El Cairo había defendido su candidatura en coordinación con varias administraciones nacionales, especialmente el Ministerio de Agricultura y Rehabilitación de Tierras, punto focal egipcio de la Convención. Esta designación prolonga el posicionamiento diplomático de Egipto en cuestiones medioambientales, tras la organización de la COP17 sobre el clima en Sharm el-Sheij en 2022 y de la COP14 sobre biodiversidad en 2018.
Sin embargo, la celebración de la COP18 representa algo más que un éxito diplomático. La conferencia deberá retomar uno de los asuntos más sensibles que quedaron pendientes en Ulán Bator. La COP17, concluida el 28 de agosto, no permitió que las delegaciones alcanzaran un acuerdo sobre un instrumento internacional vinculante destinado a reforzar la prevención y la gestión de las sequías.
Las negociaciones fueron, por tanto, aplazadas hasta la sesión que se celebrará en Egipto en 2028. Paralelamente, los Estados parte mantuvieron el presupuesto anual de la Convención en torno a los 10 millones de euros.
Adoptada tras la Cumbre de la Tierra de Río de 1992 y en vigor desde 1996, la Convención constituye el principal marco multilateral dedicado a la desertificación, la degradación de las tierras y los efectos de la sequía. Desde mayo de 2025 está dirigida por Yasmine Fouad, exministra egipcia de Medio Ambiente.
La urgencia de esta cuestión se ve acentuada por el deterioro de los suelos a escala mundial. Un informe de la Organización de las Naciones Unidas para la Alimentación y la Agricultura (FAO), presentado durante la COP17, señala que los suelos sustentan alrededor del 95 % de la producción mundial de alimentos. Su creciente erosión debilita los rendimientos agrícolas y aumenta la exposición de los territorios tanto a las sequías como a las inundaciones.
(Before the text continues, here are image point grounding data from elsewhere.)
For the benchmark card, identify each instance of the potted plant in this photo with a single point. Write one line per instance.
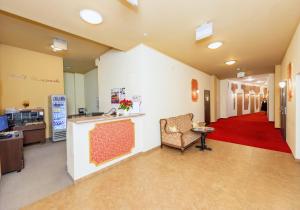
(125, 105)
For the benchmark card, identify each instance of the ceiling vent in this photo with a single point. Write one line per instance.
(204, 31)
(240, 74)
(59, 45)
(133, 2)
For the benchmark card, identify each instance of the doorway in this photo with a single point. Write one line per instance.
(283, 98)
(207, 106)
(252, 106)
(239, 104)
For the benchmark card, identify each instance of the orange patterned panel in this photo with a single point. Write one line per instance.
(111, 140)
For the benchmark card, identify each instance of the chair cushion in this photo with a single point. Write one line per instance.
(184, 123)
(189, 137)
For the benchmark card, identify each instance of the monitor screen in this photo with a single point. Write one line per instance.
(3, 122)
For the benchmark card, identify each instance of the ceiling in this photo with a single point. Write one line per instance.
(19, 32)
(256, 33)
(261, 79)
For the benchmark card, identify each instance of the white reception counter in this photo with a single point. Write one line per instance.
(94, 143)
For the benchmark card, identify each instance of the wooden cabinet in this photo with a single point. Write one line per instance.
(33, 133)
(11, 153)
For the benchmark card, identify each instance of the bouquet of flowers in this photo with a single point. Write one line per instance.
(125, 104)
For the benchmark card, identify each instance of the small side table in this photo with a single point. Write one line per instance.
(203, 133)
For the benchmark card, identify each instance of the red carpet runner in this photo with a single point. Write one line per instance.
(251, 130)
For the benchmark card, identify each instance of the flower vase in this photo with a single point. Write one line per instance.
(126, 112)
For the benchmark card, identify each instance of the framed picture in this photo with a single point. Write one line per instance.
(117, 95)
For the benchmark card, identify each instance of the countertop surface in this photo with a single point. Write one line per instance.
(88, 119)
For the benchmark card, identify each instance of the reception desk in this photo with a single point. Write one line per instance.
(94, 143)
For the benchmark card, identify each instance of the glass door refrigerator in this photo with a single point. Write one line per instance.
(58, 117)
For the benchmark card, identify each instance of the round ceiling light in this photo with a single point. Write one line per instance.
(91, 16)
(230, 62)
(215, 45)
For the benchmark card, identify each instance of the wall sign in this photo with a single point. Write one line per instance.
(25, 77)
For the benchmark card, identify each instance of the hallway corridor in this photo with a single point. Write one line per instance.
(251, 130)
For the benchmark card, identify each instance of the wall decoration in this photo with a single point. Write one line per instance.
(290, 82)
(265, 92)
(195, 90)
(234, 87)
(111, 140)
(246, 101)
(25, 77)
(246, 90)
(257, 102)
(117, 95)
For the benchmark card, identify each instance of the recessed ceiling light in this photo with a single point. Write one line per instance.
(249, 79)
(215, 45)
(91, 16)
(230, 62)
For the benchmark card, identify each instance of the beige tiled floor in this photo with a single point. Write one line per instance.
(230, 177)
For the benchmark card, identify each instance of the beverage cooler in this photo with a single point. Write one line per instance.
(58, 117)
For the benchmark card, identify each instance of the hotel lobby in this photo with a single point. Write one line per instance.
(135, 104)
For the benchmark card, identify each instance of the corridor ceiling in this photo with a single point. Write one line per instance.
(256, 33)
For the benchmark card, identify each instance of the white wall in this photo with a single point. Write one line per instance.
(70, 92)
(271, 106)
(293, 125)
(91, 91)
(163, 82)
(74, 90)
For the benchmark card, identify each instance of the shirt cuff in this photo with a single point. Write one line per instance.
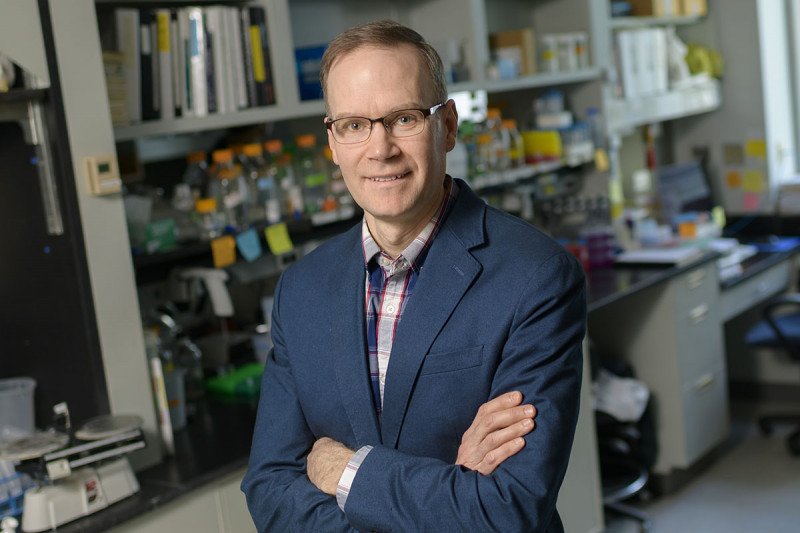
(346, 481)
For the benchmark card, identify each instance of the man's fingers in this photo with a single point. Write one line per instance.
(496, 457)
(505, 418)
(504, 401)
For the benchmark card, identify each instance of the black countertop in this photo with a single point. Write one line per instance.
(214, 443)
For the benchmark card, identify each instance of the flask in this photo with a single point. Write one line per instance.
(228, 190)
(310, 169)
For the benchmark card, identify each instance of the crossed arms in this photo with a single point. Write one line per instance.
(495, 483)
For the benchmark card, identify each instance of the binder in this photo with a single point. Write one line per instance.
(164, 50)
(149, 87)
(127, 22)
(247, 61)
(196, 51)
(262, 69)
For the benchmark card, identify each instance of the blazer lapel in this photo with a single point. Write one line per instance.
(448, 271)
(349, 350)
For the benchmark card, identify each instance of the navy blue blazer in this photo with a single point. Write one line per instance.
(498, 306)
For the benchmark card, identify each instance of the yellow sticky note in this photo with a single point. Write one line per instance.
(754, 181)
(223, 250)
(755, 148)
(718, 216)
(600, 160)
(734, 179)
(278, 239)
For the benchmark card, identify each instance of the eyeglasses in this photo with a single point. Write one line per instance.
(403, 123)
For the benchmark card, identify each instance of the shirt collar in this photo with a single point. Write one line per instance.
(414, 253)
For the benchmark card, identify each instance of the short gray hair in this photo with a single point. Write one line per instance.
(384, 34)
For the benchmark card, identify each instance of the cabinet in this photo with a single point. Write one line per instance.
(671, 336)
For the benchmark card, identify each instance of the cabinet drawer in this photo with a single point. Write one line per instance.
(755, 290)
(699, 342)
(705, 414)
(696, 286)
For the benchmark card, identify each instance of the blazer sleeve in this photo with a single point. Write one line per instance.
(279, 495)
(394, 491)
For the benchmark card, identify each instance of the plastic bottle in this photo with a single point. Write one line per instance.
(228, 190)
(311, 173)
(196, 174)
(208, 218)
(254, 170)
(516, 150)
(500, 140)
(271, 184)
(338, 187)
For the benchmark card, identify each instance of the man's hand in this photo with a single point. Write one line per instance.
(496, 433)
(326, 463)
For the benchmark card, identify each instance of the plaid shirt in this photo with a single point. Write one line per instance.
(389, 284)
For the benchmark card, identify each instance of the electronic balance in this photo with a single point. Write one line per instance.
(79, 476)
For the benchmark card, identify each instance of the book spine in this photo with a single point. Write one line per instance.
(197, 61)
(127, 22)
(247, 58)
(166, 83)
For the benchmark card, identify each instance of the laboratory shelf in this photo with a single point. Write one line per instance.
(215, 121)
(626, 114)
(23, 95)
(547, 79)
(619, 23)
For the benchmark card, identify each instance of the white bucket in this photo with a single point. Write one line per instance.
(16, 407)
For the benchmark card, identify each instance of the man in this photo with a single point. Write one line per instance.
(392, 400)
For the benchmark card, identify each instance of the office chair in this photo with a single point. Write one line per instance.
(780, 331)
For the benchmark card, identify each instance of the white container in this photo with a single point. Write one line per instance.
(16, 407)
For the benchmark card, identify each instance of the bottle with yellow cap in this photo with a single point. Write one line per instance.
(208, 219)
(227, 177)
(273, 181)
(311, 173)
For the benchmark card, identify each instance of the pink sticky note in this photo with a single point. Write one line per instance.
(750, 201)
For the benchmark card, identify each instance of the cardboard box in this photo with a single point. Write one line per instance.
(521, 40)
(655, 8)
(694, 7)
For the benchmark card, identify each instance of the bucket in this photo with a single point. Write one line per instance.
(16, 407)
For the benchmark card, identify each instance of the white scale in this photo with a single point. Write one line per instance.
(78, 479)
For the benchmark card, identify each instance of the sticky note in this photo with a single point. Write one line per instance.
(756, 148)
(733, 154)
(718, 216)
(600, 160)
(249, 245)
(750, 201)
(754, 181)
(278, 239)
(223, 250)
(733, 178)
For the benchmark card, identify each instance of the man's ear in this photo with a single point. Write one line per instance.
(450, 123)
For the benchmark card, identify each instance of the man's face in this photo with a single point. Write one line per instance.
(395, 180)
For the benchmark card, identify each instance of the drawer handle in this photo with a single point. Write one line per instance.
(704, 382)
(696, 278)
(699, 313)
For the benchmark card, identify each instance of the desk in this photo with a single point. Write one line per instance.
(668, 323)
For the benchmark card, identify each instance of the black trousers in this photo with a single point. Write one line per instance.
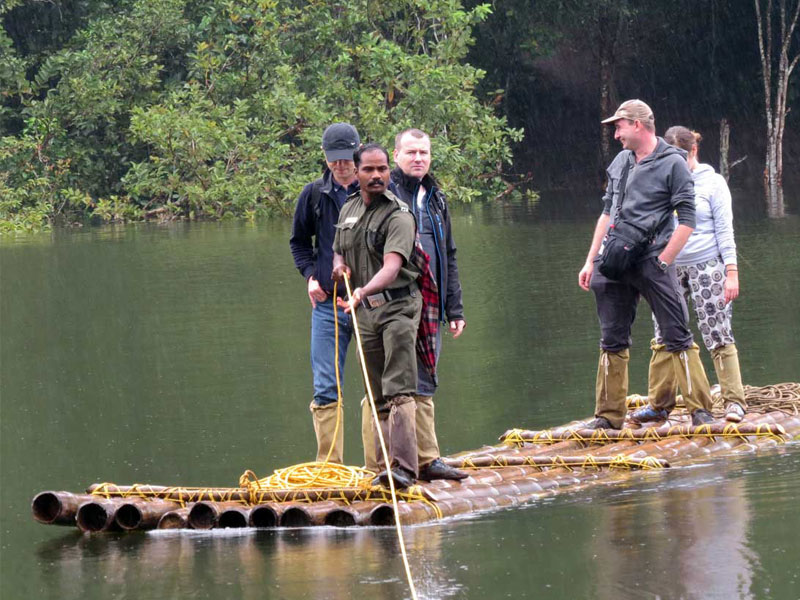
(617, 301)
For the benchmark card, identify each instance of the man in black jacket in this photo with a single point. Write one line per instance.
(315, 216)
(413, 183)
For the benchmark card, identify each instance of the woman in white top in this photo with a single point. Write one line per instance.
(708, 274)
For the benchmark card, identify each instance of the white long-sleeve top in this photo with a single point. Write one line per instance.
(713, 233)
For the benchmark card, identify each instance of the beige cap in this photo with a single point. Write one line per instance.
(633, 110)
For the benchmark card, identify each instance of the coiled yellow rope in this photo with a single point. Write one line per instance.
(519, 437)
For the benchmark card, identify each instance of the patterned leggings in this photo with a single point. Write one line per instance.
(704, 283)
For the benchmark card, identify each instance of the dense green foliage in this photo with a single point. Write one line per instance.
(214, 108)
(695, 62)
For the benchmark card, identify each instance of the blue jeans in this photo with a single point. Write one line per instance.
(323, 347)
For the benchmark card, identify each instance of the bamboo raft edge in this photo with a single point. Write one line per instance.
(526, 465)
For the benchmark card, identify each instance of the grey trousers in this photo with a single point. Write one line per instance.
(617, 301)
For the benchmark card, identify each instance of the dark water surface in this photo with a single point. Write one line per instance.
(178, 355)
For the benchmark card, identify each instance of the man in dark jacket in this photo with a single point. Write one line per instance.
(315, 216)
(413, 183)
(647, 181)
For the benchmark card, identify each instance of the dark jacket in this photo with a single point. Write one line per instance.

En África, la degradación de las tierras también se ve agravada por la minería ilegal, responsable de la contaminación de los suelos y de los recursos hídricos. Una coalición africana lanzada por iniciativa de Costa de Marfil busca reforzar la cooperación transfronteriza, el intercambio de información y la financiación de la restauración de los ecosistemas.
En 2028, Egipto deberá transformar estas iniciativas en compromisos más sólidos, en un contexto en el que la seguridad hídrica y alimentaria ocupa un lugar cada vez más importante en las negociaciones internacionales.